Federal government searches of travelers' cellphones and computers has skyrocketed to alarming levels, according to a new lawsuit filed in federal court Tuesday.
What are the details?
The lawsuit claims that since 2015, government searches of travelers' personal technology items has quadrupled in what amounts to a violation of the First and Fourth Amendments because the searches are conducted without a warrant.
To make matters worse, the lawsuit claims the searches "were being done for reasons beyond customs and immigration enforcement," The Associated Press reported.
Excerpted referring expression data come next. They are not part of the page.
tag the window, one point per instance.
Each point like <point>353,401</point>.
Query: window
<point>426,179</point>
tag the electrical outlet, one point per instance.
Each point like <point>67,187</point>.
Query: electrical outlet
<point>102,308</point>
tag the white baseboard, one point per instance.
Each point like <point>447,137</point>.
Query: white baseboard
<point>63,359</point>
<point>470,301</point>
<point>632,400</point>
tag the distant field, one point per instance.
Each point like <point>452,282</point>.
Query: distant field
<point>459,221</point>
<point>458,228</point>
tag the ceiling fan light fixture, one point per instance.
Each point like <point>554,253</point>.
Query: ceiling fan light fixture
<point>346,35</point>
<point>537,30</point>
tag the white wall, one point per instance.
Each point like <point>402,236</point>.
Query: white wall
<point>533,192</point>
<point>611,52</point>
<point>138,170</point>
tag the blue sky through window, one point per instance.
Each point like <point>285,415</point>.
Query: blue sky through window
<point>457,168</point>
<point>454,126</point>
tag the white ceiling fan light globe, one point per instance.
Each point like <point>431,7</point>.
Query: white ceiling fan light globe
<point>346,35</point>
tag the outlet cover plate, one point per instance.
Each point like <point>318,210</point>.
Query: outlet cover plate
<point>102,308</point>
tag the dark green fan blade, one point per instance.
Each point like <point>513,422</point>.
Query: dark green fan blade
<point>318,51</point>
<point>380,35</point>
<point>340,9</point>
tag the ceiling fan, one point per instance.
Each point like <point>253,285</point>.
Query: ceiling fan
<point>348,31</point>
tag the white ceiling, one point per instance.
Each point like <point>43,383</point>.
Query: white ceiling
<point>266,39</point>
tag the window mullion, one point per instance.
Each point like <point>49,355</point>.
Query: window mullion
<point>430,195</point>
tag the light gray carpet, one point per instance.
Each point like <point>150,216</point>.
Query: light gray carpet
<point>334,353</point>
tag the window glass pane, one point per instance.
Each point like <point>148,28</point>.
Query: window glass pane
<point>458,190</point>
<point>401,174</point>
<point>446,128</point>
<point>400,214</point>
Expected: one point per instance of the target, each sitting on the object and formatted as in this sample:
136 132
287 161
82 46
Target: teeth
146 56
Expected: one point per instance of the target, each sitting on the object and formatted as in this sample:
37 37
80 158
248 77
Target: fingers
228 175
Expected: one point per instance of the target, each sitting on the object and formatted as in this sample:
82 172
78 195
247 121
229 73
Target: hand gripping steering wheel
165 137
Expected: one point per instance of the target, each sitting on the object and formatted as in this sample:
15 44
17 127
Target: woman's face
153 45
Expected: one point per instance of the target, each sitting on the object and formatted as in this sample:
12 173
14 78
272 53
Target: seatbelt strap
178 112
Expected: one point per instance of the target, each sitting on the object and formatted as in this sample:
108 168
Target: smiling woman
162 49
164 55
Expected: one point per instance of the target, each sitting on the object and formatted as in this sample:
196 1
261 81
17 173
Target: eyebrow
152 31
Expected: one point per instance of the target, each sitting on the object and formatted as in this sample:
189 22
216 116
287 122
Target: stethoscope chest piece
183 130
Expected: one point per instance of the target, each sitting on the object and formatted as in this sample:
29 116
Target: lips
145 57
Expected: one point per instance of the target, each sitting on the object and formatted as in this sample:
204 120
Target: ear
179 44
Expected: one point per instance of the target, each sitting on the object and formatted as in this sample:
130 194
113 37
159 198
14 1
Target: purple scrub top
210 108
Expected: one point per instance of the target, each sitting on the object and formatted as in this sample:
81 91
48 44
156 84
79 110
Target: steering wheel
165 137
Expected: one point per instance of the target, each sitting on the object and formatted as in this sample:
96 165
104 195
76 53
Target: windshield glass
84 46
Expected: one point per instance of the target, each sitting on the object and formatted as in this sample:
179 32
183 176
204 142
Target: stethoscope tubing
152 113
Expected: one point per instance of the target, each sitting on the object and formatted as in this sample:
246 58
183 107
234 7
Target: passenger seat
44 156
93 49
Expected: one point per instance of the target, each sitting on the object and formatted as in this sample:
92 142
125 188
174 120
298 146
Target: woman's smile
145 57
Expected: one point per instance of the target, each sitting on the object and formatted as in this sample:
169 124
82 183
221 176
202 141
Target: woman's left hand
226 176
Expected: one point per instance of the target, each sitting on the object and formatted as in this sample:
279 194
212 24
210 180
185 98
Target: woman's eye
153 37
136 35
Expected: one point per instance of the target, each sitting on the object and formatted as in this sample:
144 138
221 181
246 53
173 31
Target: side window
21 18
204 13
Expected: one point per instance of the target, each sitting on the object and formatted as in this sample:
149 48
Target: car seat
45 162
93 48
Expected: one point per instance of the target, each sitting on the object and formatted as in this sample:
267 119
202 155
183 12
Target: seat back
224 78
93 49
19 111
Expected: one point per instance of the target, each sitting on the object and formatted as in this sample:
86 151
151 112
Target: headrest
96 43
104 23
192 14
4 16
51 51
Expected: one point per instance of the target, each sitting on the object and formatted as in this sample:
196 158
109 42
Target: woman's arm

The American Civil Liberties Union and Electronic Frontier Foundation, the organizations that filed the lawsuit, say Customs and Border Protection and Immigration and Customs Enforcement agents often conduct "general law enforcement" searches to gather intelligence, advance criminal investigations, and assist in the enforcement of bankruptcy, tax, consumer-protection, and even environmental law.
However, the government maintains searches are both rare and only conducted in the interest of traveler safety.
Nathan Freed Wessler, an ACLU attorney, disagrees.
"We are alarmed by the extent to which the government is using the pretext of the border to make an end-run around the Constitution," Wessler told NBC News. "Last year, CBP conducted more than 33,000 border device searches, almost four times the number from just three years earlier. That is not rare. But even if it were, it's still unconstitutional."
Still, the government argues the "border search exemption" — which allows almost limitless searches within 100 miles of the U.S. border — permits customs agents to conduct the warrantless searches. The Supreme Court has routinely upheld this exemption with the exception of vehicle searches outside of checkpoints.
Plaintiffs are asking that the warrantless searches end. Federal Judge Denise J. Casper will hear the case this July.